Parla con calma, chiara, senza generare equivoci su quanto dice, bella, vivace nello sguardo, piena di sogni che è certa siano forieri di prossimi cambiamenti.
«Non è una crisi» dice, ed insiste più volte su questo concetto, «è l’inizio di una rinascenza». Parafraso il resto. “È dalla sofferenza che nasce sempre qualcosa di buono. Così come prima del parto il dolore è forte, sembra un dolore finale e cocente e pieno di incertezze… poi il figlio nasce e vivrà dei sogni che avremo saputo trasferire in lui”.
Yoani è speranza, ottimismo, determinazione a non dover e volere essere conforme, certa di una strada di libertà che è fede che non incespica mai, quella che passa e che si respira a pieni polmoni. Significativo l’esempio del recinto di pecore… non puoi imprigionarle, qualcuna vorrà uscire e andarsene e non si dovrà fermarla… Credo non sia privo di riferimento preciso questo netto rifiuto all’inscatolamento, alla massificazione che veramente poco conosce la parola “libertà”.
Ha ricordato tutte le persone che le sono state d’aiuto, vicine nel cuore, nella solidarietà, nella lotta senza armi che ha visto la sua parola colpire più di un sasso. “Mi ha salvato l’elettronica, il mio blog, aver potuto parlare al mondo anche se siamo controllati e non abbiamo internet nelle nostre case”.

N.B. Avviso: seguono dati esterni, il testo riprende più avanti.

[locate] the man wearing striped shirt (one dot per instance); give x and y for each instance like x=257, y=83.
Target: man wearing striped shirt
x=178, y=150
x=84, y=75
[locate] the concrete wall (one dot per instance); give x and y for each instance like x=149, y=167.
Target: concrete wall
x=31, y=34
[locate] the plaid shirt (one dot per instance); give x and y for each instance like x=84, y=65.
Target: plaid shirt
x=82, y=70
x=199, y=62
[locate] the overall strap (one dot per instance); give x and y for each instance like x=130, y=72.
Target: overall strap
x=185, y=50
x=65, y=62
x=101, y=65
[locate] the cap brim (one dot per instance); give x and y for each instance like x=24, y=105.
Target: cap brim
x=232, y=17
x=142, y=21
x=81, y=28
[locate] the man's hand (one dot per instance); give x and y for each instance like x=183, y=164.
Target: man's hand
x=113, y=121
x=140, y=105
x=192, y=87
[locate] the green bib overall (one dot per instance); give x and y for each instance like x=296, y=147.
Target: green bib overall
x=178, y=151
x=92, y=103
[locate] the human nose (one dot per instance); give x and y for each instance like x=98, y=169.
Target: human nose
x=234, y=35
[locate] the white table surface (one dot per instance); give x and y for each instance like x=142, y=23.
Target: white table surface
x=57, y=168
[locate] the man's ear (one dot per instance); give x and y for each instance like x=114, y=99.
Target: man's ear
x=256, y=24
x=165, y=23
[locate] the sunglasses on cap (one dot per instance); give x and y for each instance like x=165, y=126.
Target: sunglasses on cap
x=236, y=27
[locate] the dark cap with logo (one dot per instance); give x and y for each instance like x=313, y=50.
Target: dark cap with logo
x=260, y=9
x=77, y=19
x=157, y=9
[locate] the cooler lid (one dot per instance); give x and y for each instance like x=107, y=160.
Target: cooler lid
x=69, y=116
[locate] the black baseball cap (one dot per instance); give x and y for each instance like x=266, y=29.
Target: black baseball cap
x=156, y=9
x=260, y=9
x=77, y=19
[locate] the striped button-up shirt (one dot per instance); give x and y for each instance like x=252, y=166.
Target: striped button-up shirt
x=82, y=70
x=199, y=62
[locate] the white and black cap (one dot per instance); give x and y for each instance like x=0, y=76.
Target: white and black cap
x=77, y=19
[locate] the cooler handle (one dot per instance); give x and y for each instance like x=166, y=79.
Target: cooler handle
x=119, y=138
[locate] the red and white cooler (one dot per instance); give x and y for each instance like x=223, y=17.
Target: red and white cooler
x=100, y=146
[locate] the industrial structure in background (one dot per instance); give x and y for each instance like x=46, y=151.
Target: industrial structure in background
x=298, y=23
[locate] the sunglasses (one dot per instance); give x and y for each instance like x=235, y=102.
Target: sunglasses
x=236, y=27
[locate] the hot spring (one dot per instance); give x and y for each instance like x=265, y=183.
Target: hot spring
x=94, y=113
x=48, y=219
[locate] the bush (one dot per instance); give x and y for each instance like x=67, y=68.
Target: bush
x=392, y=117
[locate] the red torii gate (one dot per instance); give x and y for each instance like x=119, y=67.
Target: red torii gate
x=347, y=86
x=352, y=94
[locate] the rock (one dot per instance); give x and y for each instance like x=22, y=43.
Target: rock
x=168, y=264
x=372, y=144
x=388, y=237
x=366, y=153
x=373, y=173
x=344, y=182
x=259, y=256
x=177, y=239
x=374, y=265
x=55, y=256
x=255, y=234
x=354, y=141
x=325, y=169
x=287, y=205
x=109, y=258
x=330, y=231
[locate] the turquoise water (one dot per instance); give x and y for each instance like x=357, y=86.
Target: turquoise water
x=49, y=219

Ha parlato dei grandi, di tutti i grandi, Mandela, Gandhi ma ha dato particolare rilievo a chi non assurgerà mai agli onori della cronaca. Ha parlato delle donne di Cuba, del loro coraggio di vivere e lottare, di gruppi di dissidenti che ogni volta che si riuniscono, rischiano l’arresto.
Era la Yoani che volevo vedere, che avevo letto dalle traduzioni e libri di Lupi… sono stata felice, felice e grata.